3rd Party Remote Call Monitoring Feature

September 03, 2015

Fail to Learn, Learn to Fail: The Upcoming Trends in Knowledge Management

By Steve Anderson, Contributing TMCnet Writer

While most of us would simply like to be able to hire people who already know right out of the gate and understand the “what and how” of any current business, there's usually some level of gap in between current and needed skill sets. If nothing else, individual projects have particular quirks that require specific means of address. To that end, knowledge management becomes important, and BPA Quality trainer and director of people development Yvette Renda recently took a look at the wider field of learning and development.


Renda's look at the field focused on a report from the Brandon Hall Group, and discovered that those organizations that aren't keeping up with trends in learning are most likely to have trouble with growth and productivity alike. Thus, more successful firms are finding value in using those learning methods that improve performance and develop natural talent.

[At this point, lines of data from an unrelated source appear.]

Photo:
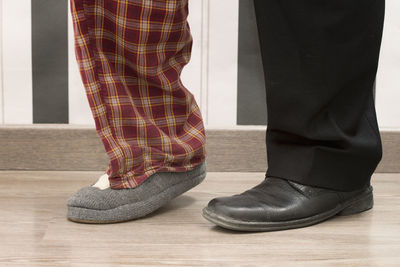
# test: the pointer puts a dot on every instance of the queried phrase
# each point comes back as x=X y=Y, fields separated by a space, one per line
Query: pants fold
x=131 y=54
x=320 y=61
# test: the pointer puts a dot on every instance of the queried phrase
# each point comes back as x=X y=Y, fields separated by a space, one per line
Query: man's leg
x=320 y=60
x=131 y=54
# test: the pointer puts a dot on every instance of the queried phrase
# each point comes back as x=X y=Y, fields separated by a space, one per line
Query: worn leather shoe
x=279 y=204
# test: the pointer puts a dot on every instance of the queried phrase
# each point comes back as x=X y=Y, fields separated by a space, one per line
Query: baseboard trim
x=78 y=148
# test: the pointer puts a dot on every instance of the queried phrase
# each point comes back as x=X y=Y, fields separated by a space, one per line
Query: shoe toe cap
x=88 y=198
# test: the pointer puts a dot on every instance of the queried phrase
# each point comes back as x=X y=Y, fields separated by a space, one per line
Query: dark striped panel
x=251 y=102
x=50 y=61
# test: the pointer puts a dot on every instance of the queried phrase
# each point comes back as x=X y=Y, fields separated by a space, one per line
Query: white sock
x=103 y=182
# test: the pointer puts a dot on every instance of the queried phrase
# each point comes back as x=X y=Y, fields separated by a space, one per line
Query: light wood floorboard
x=35 y=232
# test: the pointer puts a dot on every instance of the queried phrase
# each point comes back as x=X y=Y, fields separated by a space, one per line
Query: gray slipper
x=93 y=205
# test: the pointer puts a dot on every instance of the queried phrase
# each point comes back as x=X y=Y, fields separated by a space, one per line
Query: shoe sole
x=135 y=210
x=361 y=203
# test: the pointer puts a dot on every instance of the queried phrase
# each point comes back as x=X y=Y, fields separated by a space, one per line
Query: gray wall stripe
x=50 y=61
x=252 y=108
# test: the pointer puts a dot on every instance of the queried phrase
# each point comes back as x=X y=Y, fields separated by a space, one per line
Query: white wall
x=211 y=75
x=16 y=54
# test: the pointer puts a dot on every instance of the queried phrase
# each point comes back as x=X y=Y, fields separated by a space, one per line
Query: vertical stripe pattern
x=50 y=61
x=131 y=54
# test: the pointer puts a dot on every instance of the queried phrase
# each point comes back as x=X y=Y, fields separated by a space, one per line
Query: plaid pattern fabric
x=131 y=54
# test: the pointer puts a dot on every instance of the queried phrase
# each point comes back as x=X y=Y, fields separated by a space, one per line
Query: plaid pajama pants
x=131 y=54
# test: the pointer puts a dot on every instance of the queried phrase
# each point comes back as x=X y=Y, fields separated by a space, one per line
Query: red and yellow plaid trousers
x=131 y=54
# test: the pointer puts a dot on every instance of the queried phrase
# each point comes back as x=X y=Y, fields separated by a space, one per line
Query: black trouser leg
x=320 y=59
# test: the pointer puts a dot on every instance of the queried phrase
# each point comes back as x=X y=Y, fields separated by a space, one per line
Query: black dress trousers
x=320 y=60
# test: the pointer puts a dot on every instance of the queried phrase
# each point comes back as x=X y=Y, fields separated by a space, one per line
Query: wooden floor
x=34 y=231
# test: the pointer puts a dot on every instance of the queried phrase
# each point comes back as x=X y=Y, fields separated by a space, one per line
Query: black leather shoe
x=279 y=204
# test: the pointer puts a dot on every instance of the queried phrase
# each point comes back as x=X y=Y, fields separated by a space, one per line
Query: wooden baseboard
x=66 y=147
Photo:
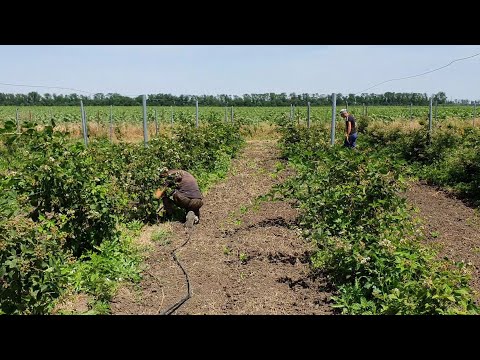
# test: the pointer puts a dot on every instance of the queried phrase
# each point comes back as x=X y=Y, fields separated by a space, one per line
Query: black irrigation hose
x=175 y=306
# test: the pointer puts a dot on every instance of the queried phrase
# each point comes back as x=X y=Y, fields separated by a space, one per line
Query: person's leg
x=168 y=205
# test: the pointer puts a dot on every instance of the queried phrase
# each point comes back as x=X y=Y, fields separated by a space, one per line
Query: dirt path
x=240 y=259
x=450 y=226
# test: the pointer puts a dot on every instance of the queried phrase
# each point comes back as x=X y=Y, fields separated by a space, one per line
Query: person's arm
x=168 y=185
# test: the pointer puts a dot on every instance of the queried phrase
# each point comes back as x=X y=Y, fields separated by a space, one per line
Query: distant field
x=244 y=115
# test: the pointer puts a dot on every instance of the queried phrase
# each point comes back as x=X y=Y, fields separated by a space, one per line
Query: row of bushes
x=368 y=243
x=449 y=156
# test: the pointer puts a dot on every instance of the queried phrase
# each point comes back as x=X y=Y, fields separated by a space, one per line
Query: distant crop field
x=243 y=115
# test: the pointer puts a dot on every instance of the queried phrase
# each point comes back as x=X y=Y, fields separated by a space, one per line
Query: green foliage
x=450 y=158
x=367 y=242
x=61 y=204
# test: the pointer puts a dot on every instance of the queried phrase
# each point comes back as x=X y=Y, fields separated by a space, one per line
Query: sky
x=134 y=70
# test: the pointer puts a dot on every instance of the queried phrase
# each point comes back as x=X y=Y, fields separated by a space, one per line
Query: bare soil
x=241 y=258
x=450 y=226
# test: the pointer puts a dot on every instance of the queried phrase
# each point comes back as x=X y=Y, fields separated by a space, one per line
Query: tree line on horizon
x=266 y=99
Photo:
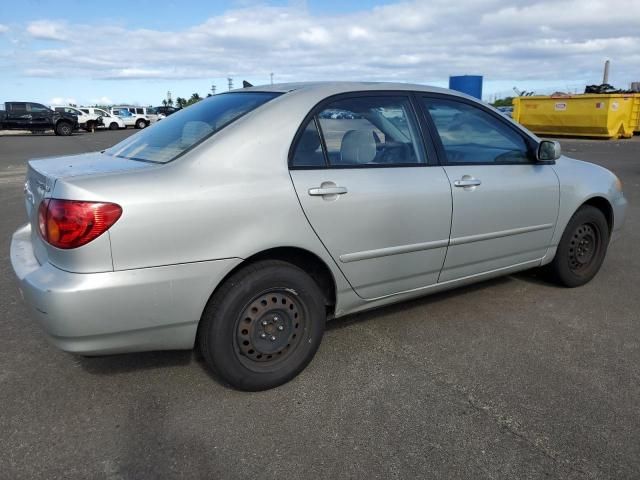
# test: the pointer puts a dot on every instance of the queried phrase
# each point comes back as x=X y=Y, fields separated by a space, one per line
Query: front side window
x=172 y=137
x=470 y=135
x=365 y=131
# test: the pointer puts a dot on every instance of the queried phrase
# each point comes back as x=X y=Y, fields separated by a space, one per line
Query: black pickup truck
x=36 y=118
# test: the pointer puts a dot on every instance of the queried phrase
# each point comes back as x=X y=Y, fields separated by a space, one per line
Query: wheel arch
x=602 y=204
x=304 y=259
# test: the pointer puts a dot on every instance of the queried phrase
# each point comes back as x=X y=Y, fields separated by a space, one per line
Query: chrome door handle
x=467 y=182
x=327 y=191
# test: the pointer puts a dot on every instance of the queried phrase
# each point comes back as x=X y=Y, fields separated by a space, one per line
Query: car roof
x=318 y=88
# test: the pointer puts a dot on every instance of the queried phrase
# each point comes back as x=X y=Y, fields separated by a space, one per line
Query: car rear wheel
x=64 y=129
x=582 y=248
x=263 y=325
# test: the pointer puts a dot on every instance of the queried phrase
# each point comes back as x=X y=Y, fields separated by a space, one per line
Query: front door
x=505 y=205
x=40 y=116
x=361 y=173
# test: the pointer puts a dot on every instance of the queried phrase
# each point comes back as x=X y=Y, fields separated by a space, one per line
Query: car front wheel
x=263 y=325
x=582 y=248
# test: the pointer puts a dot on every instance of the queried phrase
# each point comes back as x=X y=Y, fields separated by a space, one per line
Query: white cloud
x=62 y=101
x=47 y=30
x=408 y=41
x=102 y=101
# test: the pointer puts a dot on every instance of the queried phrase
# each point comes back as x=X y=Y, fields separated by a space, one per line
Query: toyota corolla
x=244 y=222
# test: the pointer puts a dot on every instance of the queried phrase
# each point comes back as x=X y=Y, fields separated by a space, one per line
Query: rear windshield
x=183 y=130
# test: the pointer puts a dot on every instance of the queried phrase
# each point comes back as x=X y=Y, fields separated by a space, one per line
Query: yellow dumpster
x=589 y=115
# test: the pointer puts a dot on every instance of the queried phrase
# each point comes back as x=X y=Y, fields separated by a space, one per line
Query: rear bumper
x=114 y=312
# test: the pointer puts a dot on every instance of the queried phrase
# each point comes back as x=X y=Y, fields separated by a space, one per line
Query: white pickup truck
x=112 y=122
x=85 y=120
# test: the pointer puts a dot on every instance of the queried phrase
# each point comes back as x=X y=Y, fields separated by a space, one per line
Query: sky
x=135 y=51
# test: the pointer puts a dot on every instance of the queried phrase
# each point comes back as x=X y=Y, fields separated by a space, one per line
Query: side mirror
x=549 y=151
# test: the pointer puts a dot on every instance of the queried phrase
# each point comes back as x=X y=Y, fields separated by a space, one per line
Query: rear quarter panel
x=230 y=197
x=579 y=182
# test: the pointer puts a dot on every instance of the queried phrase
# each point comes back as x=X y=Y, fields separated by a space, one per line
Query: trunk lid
x=42 y=175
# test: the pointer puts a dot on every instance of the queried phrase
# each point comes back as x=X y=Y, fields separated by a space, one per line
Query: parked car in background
x=112 y=122
x=244 y=240
x=130 y=119
x=148 y=113
x=36 y=118
x=86 y=121
x=167 y=110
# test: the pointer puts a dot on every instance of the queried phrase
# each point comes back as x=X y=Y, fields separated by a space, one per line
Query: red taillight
x=71 y=223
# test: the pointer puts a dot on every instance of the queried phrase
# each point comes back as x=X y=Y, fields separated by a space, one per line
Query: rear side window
x=470 y=135
x=18 y=107
x=37 y=108
x=185 y=129
x=363 y=131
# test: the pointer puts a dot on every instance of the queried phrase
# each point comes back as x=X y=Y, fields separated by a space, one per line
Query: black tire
x=64 y=128
x=263 y=325
x=582 y=248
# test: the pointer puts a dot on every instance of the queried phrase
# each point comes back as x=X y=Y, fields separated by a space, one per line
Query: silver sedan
x=244 y=222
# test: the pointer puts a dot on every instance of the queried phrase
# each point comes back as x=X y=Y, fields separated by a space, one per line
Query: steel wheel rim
x=269 y=329
x=583 y=247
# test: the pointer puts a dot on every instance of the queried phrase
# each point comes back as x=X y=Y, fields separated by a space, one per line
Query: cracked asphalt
x=510 y=378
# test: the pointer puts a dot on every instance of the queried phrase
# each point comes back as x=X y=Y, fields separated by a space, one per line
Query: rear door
x=40 y=116
x=505 y=205
x=365 y=183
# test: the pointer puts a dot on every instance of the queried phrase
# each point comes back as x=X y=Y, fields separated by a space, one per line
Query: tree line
x=183 y=102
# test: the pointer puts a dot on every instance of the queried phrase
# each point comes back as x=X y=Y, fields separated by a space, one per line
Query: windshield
x=187 y=128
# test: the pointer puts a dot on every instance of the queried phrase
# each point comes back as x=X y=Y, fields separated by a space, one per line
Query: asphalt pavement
x=513 y=378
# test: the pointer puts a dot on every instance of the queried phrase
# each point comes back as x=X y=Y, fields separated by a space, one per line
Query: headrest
x=358 y=147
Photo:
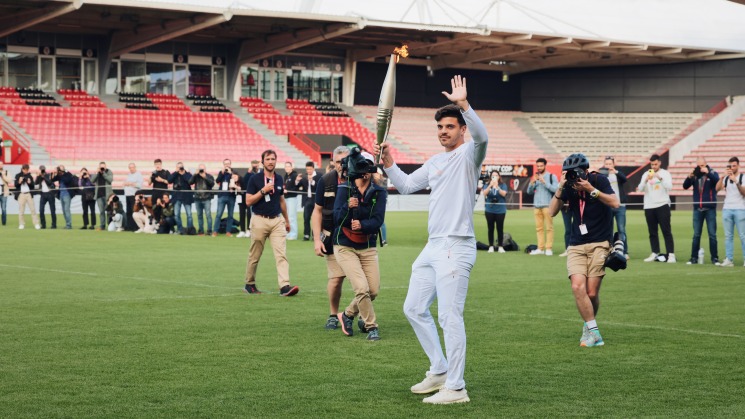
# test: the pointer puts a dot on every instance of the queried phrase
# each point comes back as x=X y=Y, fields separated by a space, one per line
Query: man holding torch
x=443 y=268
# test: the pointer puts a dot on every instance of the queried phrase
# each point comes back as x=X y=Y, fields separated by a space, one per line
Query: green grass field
x=97 y=324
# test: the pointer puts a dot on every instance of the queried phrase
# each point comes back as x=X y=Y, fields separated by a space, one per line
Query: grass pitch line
x=134 y=278
x=632 y=325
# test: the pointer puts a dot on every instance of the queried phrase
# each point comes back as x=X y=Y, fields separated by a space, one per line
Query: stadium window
x=133 y=75
x=160 y=77
x=68 y=73
x=23 y=69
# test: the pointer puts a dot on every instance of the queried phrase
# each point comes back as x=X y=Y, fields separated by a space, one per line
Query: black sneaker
x=251 y=289
x=346 y=323
x=289 y=290
x=361 y=325
x=373 y=334
x=332 y=323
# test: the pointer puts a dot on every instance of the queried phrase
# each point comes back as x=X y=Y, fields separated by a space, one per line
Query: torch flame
x=401 y=52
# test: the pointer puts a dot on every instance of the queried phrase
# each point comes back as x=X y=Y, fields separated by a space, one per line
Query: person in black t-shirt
x=270 y=221
x=590 y=199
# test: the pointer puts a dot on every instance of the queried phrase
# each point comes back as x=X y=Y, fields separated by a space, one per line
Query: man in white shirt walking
x=733 y=212
x=442 y=269
x=656 y=186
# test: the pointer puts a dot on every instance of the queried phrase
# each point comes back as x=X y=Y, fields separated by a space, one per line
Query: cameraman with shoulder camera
x=323 y=226
x=359 y=211
x=102 y=179
x=48 y=195
x=68 y=184
x=87 y=199
x=590 y=199
x=24 y=183
x=225 y=198
x=704 y=182
x=270 y=221
x=182 y=197
x=495 y=209
x=203 y=183
x=115 y=212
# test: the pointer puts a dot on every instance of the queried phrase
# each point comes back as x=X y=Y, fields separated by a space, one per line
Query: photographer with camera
x=543 y=185
x=131 y=186
x=704 y=182
x=590 y=199
x=270 y=221
x=68 y=184
x=24 y=183
x=182 y=197
x=359 y=211
x=4 y=192
x=163 y=215
x=733 y=212
x=48 y=195
x=495 y=208
x=102 y=179
x=115 y=212
x=87 y=199
x=143 y=213
x=203 y=183
x=656 y=185
x=323 y=228
x=225 y=198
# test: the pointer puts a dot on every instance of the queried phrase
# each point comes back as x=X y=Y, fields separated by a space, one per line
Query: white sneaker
x=445 y=396
x=430 y=384
x=726 y=263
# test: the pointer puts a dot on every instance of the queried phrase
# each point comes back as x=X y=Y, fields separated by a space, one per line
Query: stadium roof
x=508 y=35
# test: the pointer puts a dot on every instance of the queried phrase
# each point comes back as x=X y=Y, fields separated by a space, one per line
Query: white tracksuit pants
x=442 y=270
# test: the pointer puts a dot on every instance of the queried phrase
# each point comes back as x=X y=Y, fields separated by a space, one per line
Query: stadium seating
x=630 y=137
x=415 y=127
x=307 y=118
x=717 y=150
x=80 y=133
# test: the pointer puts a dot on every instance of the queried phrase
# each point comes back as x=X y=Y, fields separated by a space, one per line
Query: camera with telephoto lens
x=355 y=165
x=616 y=260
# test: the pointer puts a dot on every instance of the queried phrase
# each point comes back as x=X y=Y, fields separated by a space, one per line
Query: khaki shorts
x=333 y=268
x=587 y=259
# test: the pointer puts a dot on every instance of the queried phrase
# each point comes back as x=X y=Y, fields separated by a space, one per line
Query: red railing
x=303 y=143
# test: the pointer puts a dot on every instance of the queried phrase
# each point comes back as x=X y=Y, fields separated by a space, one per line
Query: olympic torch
x=388 y=98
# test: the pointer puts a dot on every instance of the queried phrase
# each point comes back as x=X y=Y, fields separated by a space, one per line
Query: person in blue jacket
x=358 y=217
x=704 y=181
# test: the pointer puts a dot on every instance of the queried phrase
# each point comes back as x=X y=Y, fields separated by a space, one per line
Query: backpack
x=726 y=179
x=508 y=243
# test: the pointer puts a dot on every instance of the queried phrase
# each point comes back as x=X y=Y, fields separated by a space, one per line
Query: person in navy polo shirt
x=591 y=198
x=265 y=194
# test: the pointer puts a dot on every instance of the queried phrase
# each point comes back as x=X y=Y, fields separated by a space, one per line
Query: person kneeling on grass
x=590 y=199
x=359 y=211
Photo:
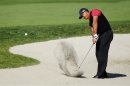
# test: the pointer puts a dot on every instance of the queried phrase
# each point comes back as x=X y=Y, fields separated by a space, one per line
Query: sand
x=67 y=59
x=48 y=73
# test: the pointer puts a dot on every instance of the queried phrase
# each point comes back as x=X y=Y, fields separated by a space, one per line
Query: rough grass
x=58 y=13
x=10 y=36
x=8 y=2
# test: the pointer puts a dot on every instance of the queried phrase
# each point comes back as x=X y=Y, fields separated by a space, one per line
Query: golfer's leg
x=97 y=49
x=103 y=52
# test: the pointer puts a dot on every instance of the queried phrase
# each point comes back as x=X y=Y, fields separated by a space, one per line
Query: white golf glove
x=95 y=38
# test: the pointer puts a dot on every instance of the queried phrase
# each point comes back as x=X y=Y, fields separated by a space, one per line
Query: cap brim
x=80 y=17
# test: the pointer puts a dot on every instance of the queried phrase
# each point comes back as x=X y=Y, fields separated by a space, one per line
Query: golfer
x=102 y=36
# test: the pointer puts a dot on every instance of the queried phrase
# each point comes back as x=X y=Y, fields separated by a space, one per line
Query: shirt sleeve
x=96 y=12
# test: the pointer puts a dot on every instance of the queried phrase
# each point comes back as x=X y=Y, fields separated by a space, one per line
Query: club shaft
x=86 y=56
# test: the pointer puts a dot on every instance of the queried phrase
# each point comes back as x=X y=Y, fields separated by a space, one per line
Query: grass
x=8 y=2
x=50 y=19
x=11 y=36
x=58 y=13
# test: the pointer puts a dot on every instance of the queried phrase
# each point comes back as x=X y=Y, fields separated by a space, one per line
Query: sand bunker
x=67 y=59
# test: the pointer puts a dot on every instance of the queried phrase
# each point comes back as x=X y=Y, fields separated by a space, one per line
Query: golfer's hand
x=95 y=38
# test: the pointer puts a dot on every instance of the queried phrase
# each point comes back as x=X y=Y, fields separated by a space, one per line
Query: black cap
x=81 y=11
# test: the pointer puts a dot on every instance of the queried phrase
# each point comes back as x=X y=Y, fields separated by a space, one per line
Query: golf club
x=85 y=56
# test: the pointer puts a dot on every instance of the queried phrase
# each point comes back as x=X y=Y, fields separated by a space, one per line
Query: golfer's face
x=85 y=15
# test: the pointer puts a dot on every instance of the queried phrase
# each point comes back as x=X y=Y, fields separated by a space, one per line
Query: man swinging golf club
x=102 y=36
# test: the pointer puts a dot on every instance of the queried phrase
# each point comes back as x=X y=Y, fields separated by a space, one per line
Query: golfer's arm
x=95 y=25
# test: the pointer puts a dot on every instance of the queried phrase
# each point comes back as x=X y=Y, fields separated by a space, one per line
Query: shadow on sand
x=115 y=75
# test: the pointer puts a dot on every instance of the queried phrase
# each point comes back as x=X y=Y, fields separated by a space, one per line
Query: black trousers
x=102 y=48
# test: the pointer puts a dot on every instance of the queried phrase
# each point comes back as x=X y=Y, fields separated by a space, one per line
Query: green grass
x=11 y=36
x=51 y=19
x=58 y=13
x=8 y=2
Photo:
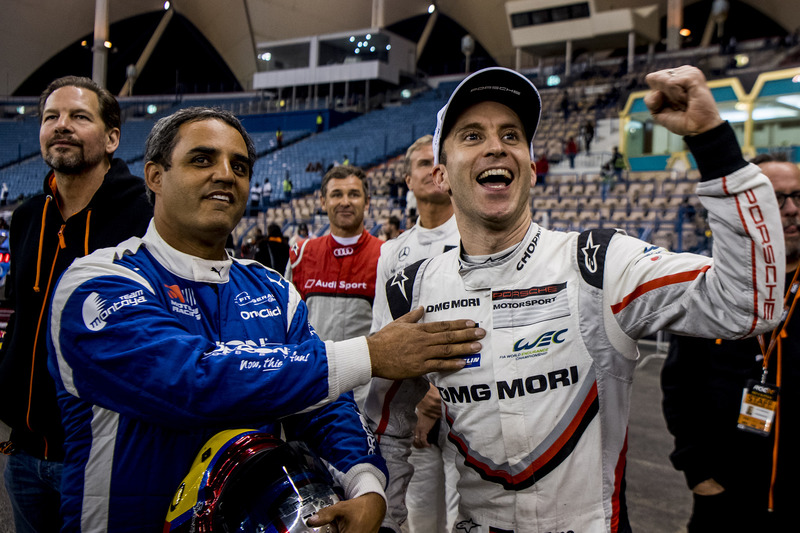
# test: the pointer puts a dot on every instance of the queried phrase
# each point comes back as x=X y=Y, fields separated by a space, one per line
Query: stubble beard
x=70 y=163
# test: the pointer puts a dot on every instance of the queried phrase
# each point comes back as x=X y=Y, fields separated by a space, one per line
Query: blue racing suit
x=154 y=351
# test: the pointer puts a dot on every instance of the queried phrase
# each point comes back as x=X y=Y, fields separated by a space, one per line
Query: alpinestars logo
x=400 y=279
x=467 y=525
x=590 y=254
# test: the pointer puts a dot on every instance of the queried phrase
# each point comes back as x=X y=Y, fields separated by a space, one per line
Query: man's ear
x=112 y=143
x=441 y=178
x=153 y=174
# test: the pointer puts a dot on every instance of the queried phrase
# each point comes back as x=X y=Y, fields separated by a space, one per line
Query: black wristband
x=716 y=151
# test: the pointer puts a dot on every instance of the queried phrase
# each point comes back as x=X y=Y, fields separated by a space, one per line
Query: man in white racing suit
x=539 y=417
x=431 y=497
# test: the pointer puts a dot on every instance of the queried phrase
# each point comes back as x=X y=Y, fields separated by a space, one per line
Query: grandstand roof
x=33 y=31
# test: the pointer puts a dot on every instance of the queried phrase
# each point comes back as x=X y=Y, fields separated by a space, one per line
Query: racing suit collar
x=481 y=274
x=185 y=265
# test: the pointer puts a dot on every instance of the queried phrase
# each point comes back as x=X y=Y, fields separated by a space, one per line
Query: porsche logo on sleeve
x=592 y=247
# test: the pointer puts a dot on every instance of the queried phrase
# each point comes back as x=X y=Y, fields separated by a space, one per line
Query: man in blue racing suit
x=539 y=418
x=163 y=341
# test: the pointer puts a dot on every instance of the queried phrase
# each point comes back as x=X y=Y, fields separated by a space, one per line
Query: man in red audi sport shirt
x=539 y=418
x=335 y=274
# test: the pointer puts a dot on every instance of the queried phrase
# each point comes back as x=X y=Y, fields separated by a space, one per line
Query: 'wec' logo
x=545 y=339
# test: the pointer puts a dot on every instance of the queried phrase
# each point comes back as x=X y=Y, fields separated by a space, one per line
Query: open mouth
x=495 y=178
x=222 y=197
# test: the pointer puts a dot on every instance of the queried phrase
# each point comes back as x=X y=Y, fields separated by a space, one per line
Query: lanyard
x=789 y=302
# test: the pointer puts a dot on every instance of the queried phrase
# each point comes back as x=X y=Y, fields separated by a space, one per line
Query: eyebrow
x=479 y=126
x=72 y=110
x=209 y=150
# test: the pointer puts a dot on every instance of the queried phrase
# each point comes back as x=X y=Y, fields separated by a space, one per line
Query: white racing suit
x=539 y=417
x=430 y=498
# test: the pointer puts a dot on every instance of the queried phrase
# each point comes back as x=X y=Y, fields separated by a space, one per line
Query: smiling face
x=73 y=137
x=345 y=201
x=202 y=195
x=488 y=172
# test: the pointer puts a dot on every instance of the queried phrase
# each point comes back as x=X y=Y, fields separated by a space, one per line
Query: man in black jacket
x=90 y=201
x=737 y=474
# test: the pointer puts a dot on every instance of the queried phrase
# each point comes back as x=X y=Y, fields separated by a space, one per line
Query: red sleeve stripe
x=755 y=292
x=672 y=279
x=387 y=402
x=619 y=475
x=752 y=257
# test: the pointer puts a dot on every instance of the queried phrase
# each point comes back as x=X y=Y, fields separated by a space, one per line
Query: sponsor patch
x=270 y=357
x=524 y=307
x=473 y=360
x=182 y=301
x=244 y=298
x=536 y=346
x=96 y=311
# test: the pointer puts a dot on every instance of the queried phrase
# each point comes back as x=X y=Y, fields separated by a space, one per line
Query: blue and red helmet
x=252 y=482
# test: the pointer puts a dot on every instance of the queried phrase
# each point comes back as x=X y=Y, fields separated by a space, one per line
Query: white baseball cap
x=496 y=84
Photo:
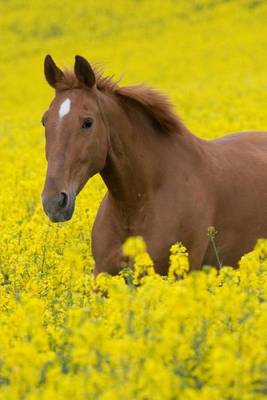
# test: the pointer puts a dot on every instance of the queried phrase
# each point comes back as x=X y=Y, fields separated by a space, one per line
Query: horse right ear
x=52 y=73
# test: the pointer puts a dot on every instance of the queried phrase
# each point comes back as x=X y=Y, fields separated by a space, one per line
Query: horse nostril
x=63 y=200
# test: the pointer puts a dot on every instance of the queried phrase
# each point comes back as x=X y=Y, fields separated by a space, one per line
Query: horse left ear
x=84 y=72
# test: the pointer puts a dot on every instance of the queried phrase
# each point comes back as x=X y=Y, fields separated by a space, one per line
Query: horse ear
x=52 y=73
x=84 y=72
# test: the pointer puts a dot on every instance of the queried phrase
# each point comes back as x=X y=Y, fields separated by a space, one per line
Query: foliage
x=64 y=334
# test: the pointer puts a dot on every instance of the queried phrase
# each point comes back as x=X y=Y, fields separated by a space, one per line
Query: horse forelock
x=156 y=104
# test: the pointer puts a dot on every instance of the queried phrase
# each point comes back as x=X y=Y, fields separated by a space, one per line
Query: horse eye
x=87 y=123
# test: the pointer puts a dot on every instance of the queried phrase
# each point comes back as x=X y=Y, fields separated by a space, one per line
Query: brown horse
x=164 y=183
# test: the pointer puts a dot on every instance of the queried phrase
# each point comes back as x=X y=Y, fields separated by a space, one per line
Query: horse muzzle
x=59 y=207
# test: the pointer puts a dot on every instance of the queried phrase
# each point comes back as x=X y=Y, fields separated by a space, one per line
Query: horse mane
x=154 y=103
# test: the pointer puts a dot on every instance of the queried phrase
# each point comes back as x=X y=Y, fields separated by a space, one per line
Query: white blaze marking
x=64 y=109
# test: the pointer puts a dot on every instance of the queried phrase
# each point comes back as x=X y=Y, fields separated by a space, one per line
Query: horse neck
x=140 y=157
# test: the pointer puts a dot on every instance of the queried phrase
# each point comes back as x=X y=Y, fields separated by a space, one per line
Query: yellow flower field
x=65 y=335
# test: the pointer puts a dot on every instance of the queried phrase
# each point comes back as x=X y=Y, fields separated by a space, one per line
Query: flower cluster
x=65 y=334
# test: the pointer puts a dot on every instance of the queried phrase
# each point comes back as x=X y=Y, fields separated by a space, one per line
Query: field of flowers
x=64 y=334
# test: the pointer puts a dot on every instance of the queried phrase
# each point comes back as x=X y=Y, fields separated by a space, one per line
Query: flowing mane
x=156 y=104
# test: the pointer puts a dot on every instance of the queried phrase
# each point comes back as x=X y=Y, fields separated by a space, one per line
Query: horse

Some key points immediately stood out: one company in three in the Brandon Hall Group study was looking to increase budgets for learning and development. But 41 percent of firms considered the corporate culture to be “controlling,” yet 59 percent are looking to put social learning activities to work. This makes for something of a dichotomy at work; about the same proportion of respondents that aren't leveraging social learning also consider corporate culture to be “controlling”. That's not to say there's not overlap between the two pools, of course—indeed, it's possible that all the “controlling” responses came from the social learning pool—but it's a safe bet that the lesser controlling firms are also using social learning.

Increasingly, companies appear to be putting value on the individual, and are reconsidering the whole issue of how employees are trained and developed. That's good news; some have suggested that that lack of training and individual consideration can be a contributing cause of employee turnover. The more employees can be retained, the less training will need to be done down the line, so putting a little  extra budget into employee training now may well save money down the line as there are fewer new hires needing training. But by like token, keeping the budget approximately where it is can be a valuable concept too, as companies invest in current employees, which is picked up on by employees with a new feeling of value.

There will always be those who prefer employees just a little untrained; the untrained need to be paid less and are less likely to get better jobs elsewhere. There's a reason the phrase “overqualified” exists in job interviews, after all. But companies that put investment in employees are a lot more likely to be repaid in loyalty and better effort, traits which tend to produce positive bottom line impact. While it's likely to mean change for the company—frequent reexamination of learning principles, changes to the budget—it's also likely to mean value, and that's not easily ignored.

So in the end, a focus on the value of the individual and the value of learning isn't arming an employee to jump ship, it's giving the employee the tools to be a real success right where that employee is. It's hard to turn away from that kind of benefit, so those who look at the trends in learning are likely to come out ahead.